Growing evidence exists that a herd immunity to COVID-19 is “unachievable,” according to a large-scale study on the coronavirus conducted in Spain, The Lancet medical journal reported on Monday.
The research, on a nationwide representative sample of more than 61,000 participants, indicated that 95% of Spain’s population remains susceptible to the virus, with only 5% having developed antibodies.
These results came despite Spain being one of the countries in Europe hit hardest by the coronavirus and the study starting on April 27, while the nation remained on a strict lockdown, and running through May 11, according to CNN.
A herd immunity is achieved when enough of a population has become infected with a virus or been vaccinated against it, to halt its circulation.
“The relatively low seroprevalence observed in the context of an intense epidemic in Spain might serve as a reference to other countries,” the report states. “Herd immunity is difficult to achieve without accepting the collateral damage of many deaths in the susceptible population and overburdening of health systems.”
National Center for Epidemiology director Marina Pollán, the lead author of the Spanish study, emphasized to CNN that “Some experts have computed that around 60% of seroprevalence might mean herd immunity.
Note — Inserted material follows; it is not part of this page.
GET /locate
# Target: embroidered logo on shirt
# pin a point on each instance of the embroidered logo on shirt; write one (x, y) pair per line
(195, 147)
But we are very far from achieving that number.”
Similar research worldwide has been conducted, and “the key finding from these representative cohorts is that most of the population appears to have remained unexposed” to COVID-19, “even in areas with widespread virus circulation,” according to a Lancet commentary published with the findings of the Spanish study.
The commentary added that “In light of these findings, any proposed approach to achieve herd immunity through natural infection is not only highly unethical, but also unachievable.”